Some key points from the email:
• Every year we inspect more factories, raising the bar for our partners and going deeper into the supply chain. As we reported earlier this month, we’ve made a great deal of progress and improved conditions for hundreds of thousands of workers. We know of no one in our industry doing as much as we are, in as many places, touching as many people.

• We are focused on educating workers about their rights, so they are empowered to speak up when they see unsafe conditions or unfair treatment. As you know, more than a million people have been trained by our program.

• We will continue to dig deeper, and we will undoubtedly find more issues. What we will not do — and never have done — is stand still or turn a blind eye to problems in our supply chain. On this you have my word. You can follow our progress at apple.com/supplierresponsibility.

Read more, including Cook’s full letter, at 9to5Mac here.

MacDailyNews Take: Overheard at FUD, Inc.:

Well, boys, those were some $%&@!# earnings. WTF are we going to do now? Apple’s isn’t just taking a bigger slice, they’re taking the whole $%&@!# pie!

There’s no new iPhone yet, so we can’t take something like attenuation and blow it all the $%&@!# out of proportion. There’s no new iPad, yet, so we can’t say that it’s so thin it cut off a little old lady’s arm in Sheboygan. We need something to give the public a least a little pause or we’re $%&@!# dead.

Hey, what about the old “Chinese slave labor” angle? Make those $%&@!# Jobsian perfectionists look like greedy $%&@!# evil overlords. Use their money and success against them. Ooh, I like it. I really like it.

Yeah, yeah, dummy, I know we all use the same Chinese company for assembly. And, yes, my little $%&@!#, I know they’re the best paid factory workers in China, because of Apple, no less. Don’t ever say that aloud again, you $%&@!#. Nobody cares about the facts. This is $%&@!# FUD, Inc.! All of our $%&@!# phones attenuate, too, you $%&@!# moron!

Perception is everything. Repeat it enough times and the $%&@!# suckers of the world lap it up like candy and start repeating it like parrots.

Quick, call up our friends at the paper!

Related article:
In China, human costs are built into iPads and tens of thousands of other non-Apple products – January 26, 2012

56 Comments

  1. I would be outraged, too.

    The company which does by far the most extensive audit and the only company that joined fair labour association, is attacked, systematically, by these two authors of NYT.

    This is obviously corrupt reporting, probably even motivated by additional non-journalistic interested — because this is so blatantly off the wall attack.

        1. Yes. The actual article does name other electronics manufacturers and does note that Apple has ramped up the auditing process and demanded changes. However, Apple was clearly chosen as the focus of the article due to their success and popularity.

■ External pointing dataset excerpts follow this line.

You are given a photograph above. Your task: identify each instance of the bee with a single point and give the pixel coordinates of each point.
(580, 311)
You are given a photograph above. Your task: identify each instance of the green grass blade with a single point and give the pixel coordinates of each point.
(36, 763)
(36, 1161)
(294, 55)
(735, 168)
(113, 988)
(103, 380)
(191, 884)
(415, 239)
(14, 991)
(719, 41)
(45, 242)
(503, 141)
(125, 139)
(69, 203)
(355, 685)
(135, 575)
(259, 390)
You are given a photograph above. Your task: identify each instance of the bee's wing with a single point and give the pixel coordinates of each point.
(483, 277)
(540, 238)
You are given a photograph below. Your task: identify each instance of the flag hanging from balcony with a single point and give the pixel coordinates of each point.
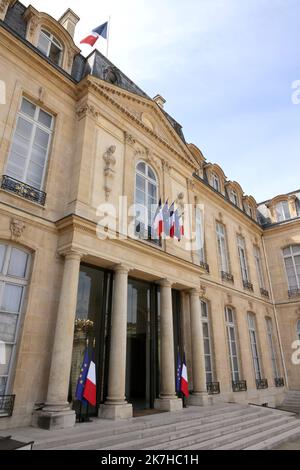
(95, 34)
(184, 386)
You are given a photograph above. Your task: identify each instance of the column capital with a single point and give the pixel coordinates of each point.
(165, 283)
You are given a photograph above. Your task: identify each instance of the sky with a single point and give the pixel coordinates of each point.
(225, 68)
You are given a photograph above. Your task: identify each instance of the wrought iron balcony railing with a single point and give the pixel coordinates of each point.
(279, 382)
(264, 293)
(213, 388)
(239, 386)
(227, 276)
(294, 292)
(6, 405)
(204, 266)
(23, 190)
(261, 384)
(247, 285)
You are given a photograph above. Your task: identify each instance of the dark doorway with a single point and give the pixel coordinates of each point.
(142, 378)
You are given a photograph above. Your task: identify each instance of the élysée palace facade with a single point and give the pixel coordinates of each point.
(76, 133)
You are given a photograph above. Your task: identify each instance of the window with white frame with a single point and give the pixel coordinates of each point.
(50, 46)
(282, 211)
(243, 258)
(222, 247)
(215, 182)
(27, 160)
(200, 234)
(291, 256)
(146, 200)
(272, 347)
(207, 340)
(14, 271)
(254, 346)
(259, 267)
(232, 344)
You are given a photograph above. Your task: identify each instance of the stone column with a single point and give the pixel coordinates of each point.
(199, 395)
(116, 407)
(56, 412)
(168, 400)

          I love Apple, but I did not hate the article. These problems exist and though I do believe they are trying to make changes as quickly as possible, this is not a transformation that can be made quickly. Apple have a chance to use this to illustrate their industry leadership in this area. Tim Cook’s email indicates that they are taking such leadership role very seriously.

  2. Not sure why anyone is surprised, this is exactly the kind of propaganda that the NY Times has been known for now for many years. They wouldn’t know actual journalism if it slapped them in the face.

    1. It’s a sign of the NYT’s success that both the left and the right hate them. The left because their columnists beat the drum for the war in Iraq, and the right because… well, I guess because they sometimes say things conservatives don’t want to hear.

      ——RM

        1. But the NY Times felt compelled in 2004 to publish a lengthy apology for biased and incomplete coverage in general on the leadup to the invasion of Iraq: (recommended)

          http://www.nytimes.com/2004/05/26/international/middleeast/26FTE_NOTE.html?pagewanted=all

          excerpt:

          Accounts of Iraqi defectors were not always weighed against their strong desire to have Saddam Hussein ousted. Articles based on dire claims about Iraq tended to get prominent display, while follow-up articles that called the original ones into question were sometimes buried. In some cases, there was no follow-up at all.

    2. the NY Times . . . wouldn’t know actual journalism if it slapped them in the face.

      Same goes with Fux News.

      It’s called being Shot By Both Sides. And in the end the wars are all about some greedy Fracker making money by way of exploiting someone else. Which leads back to the Slave Wage Labor Movement, which leads back to the article, which spins around inside your head until you SUBMIT! 😉

      It’s a shitey world out there. That’s why I wear boots!

      BS aside, you have to hand it to Apple for being sincere. Anti-Apple FUD is a dime-a-dozen and extremely little of it is factual. I personally insist that Apple get the hell out of criminal China. Tim Cook disagrees. But at least he is insistent that life be better than slavery for supply chain employees. What other company bothers? Go on, name one!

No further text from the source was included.